Answer
for all integers n ≥ 1
(1 + 1/1) (1+1/2) (1+1/3) .....(1+1/n) = n + 1
Work Step by Step
let P(n) = all integers ≥ 1, (1 + 1/1) (1+1/2) (1+1/3) .....(1+1/n) = n + 1
Basis step: Show that P(1) is true:
P(1) = (1 + 1/1) = 2 by def
also P(1) = n + 1 = 1+1 = 2, so P(1) is true.
Inductive step: Show that for all integers k ≥ 1, if P(k) is true, then P(k+1) is true:
suppose P(k) = k+1is true (inductive hypothesis)
P(k+1) = (k+1) + 1 = k+2 (we need to get this result)

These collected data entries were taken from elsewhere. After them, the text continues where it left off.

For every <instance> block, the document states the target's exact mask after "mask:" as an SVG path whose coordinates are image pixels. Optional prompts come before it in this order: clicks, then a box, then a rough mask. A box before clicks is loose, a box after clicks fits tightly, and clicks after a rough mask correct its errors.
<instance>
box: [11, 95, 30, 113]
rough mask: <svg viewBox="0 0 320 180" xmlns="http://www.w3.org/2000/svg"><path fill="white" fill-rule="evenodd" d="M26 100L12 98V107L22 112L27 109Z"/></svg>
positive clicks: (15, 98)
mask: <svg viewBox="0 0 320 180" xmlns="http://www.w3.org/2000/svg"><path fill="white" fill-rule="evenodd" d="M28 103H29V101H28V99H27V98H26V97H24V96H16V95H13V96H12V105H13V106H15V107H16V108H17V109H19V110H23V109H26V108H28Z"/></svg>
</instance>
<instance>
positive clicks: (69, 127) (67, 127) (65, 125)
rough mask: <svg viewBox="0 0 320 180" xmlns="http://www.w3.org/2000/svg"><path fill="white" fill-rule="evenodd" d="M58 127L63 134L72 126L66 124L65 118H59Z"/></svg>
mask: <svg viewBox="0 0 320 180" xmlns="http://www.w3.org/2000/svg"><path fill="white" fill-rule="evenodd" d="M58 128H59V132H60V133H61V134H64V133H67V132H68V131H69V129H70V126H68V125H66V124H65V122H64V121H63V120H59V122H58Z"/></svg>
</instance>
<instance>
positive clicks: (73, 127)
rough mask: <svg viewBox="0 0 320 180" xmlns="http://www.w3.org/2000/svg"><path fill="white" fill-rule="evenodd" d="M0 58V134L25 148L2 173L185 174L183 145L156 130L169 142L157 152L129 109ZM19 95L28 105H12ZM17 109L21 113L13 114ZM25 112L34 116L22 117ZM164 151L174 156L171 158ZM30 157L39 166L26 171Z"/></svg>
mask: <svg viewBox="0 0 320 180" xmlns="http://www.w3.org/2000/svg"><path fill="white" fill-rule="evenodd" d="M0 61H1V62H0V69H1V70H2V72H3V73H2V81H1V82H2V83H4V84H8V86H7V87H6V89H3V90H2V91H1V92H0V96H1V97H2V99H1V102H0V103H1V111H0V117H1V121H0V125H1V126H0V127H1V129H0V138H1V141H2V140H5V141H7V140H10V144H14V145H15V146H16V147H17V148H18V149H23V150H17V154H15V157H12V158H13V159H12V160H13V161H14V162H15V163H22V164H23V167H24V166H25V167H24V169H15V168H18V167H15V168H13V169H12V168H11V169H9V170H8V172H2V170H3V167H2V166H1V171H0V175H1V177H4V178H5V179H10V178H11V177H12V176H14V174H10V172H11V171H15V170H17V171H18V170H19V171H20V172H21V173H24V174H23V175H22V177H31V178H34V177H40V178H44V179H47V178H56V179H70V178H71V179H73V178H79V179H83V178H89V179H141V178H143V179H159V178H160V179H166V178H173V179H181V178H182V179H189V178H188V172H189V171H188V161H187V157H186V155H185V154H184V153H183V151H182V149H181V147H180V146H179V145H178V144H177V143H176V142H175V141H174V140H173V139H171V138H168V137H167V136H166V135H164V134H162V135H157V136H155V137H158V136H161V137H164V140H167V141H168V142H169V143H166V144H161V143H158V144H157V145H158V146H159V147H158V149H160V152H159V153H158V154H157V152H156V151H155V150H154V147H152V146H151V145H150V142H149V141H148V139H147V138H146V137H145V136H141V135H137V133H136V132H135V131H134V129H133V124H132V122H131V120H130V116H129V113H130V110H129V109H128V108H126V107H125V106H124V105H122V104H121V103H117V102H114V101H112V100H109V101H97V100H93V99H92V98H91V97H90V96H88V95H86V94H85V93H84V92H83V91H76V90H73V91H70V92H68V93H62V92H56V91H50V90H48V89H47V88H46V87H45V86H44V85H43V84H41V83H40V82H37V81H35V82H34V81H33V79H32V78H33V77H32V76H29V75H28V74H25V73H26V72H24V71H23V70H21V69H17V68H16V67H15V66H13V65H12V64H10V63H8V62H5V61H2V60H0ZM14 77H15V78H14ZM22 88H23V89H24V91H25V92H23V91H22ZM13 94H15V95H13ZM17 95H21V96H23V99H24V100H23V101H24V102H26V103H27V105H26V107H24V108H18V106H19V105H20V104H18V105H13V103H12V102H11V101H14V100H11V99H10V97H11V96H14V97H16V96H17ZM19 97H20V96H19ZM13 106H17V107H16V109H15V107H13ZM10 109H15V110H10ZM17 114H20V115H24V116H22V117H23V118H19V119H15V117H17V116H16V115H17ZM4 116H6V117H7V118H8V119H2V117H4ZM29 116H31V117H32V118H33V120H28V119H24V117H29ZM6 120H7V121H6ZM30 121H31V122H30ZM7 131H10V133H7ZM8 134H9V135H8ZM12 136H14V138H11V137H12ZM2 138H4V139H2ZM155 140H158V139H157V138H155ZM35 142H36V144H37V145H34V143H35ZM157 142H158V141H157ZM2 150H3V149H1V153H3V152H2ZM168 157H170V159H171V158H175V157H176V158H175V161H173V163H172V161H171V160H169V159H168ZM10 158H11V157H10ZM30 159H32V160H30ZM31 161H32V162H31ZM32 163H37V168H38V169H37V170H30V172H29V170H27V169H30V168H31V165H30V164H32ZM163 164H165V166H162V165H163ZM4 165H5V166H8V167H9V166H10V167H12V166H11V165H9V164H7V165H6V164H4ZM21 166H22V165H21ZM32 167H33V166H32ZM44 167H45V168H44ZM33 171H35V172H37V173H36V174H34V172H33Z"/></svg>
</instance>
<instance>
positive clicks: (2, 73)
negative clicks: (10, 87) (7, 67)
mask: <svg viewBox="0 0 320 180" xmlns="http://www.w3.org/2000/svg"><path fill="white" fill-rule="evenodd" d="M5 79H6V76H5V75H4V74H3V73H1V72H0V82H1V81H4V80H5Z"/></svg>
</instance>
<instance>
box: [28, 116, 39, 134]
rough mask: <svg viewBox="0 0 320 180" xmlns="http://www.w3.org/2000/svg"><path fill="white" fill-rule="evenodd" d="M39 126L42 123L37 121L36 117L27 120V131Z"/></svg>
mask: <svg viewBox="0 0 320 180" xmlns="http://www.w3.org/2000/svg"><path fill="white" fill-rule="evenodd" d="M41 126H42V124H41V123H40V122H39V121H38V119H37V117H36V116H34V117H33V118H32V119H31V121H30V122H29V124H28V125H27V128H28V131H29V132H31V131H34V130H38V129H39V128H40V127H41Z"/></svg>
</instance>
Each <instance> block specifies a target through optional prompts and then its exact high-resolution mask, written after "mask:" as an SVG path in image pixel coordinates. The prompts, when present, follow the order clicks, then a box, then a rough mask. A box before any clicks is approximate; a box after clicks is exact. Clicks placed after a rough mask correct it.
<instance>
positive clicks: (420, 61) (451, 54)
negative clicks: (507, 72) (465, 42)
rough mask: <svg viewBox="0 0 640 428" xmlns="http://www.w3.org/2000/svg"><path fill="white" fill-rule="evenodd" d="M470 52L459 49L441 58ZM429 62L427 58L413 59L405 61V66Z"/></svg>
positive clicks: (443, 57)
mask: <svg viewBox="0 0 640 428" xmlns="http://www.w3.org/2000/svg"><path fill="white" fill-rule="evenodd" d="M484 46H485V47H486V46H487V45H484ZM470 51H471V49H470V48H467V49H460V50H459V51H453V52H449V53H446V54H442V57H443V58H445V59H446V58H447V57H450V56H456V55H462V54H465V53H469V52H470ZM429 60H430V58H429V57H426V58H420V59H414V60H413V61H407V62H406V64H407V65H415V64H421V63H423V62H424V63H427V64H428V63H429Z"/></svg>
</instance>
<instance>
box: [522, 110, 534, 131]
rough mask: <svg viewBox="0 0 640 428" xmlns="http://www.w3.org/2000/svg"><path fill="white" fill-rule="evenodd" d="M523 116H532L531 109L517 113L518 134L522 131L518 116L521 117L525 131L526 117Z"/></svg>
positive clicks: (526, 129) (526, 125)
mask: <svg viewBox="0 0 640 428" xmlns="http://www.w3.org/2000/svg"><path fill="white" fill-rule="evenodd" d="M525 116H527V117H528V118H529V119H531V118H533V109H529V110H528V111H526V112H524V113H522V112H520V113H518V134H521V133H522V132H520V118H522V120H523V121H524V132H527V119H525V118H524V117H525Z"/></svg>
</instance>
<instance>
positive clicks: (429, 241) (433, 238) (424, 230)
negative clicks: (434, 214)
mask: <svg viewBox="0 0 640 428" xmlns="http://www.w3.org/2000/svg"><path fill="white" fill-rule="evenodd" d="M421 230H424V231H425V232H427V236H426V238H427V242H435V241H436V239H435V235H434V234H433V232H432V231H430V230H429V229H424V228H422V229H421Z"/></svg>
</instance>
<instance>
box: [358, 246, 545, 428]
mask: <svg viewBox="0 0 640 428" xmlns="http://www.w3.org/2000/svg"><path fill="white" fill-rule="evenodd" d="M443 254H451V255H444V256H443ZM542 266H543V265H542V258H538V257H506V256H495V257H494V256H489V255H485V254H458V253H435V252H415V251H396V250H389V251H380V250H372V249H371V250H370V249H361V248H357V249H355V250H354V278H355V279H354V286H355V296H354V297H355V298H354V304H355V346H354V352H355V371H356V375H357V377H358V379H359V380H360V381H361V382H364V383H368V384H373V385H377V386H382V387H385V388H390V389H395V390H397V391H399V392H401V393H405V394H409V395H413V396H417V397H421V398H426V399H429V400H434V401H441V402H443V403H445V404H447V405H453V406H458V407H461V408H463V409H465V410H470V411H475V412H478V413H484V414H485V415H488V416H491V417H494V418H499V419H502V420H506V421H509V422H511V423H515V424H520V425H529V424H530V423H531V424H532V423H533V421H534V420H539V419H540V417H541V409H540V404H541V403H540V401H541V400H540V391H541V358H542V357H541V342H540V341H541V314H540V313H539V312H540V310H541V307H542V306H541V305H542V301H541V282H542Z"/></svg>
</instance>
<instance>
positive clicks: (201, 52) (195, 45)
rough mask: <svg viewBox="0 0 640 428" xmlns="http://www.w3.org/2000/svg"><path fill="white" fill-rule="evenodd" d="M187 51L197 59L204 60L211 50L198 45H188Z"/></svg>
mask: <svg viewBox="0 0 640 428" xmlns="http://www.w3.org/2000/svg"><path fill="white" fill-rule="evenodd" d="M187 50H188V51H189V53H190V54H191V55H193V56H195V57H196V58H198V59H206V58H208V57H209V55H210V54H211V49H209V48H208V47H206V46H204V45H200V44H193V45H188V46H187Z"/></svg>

P(k+1) = 1, (1 + 1/1) (1+1/2) (1+1/3) .....(1+1/k) (1 + 1/(k+1)
but 1, (1 + 1/1) (1+1/2) (1+1/3) .....(1+1/k) = P(k) = k+1
so P(k+1) = (k+1) (1+1/(k+1)
= (k + 1) + (k+1)/(k+1) = k + 2 [which is what we need to show]
Therefore, P(n) is true for all integers n ≥ 1.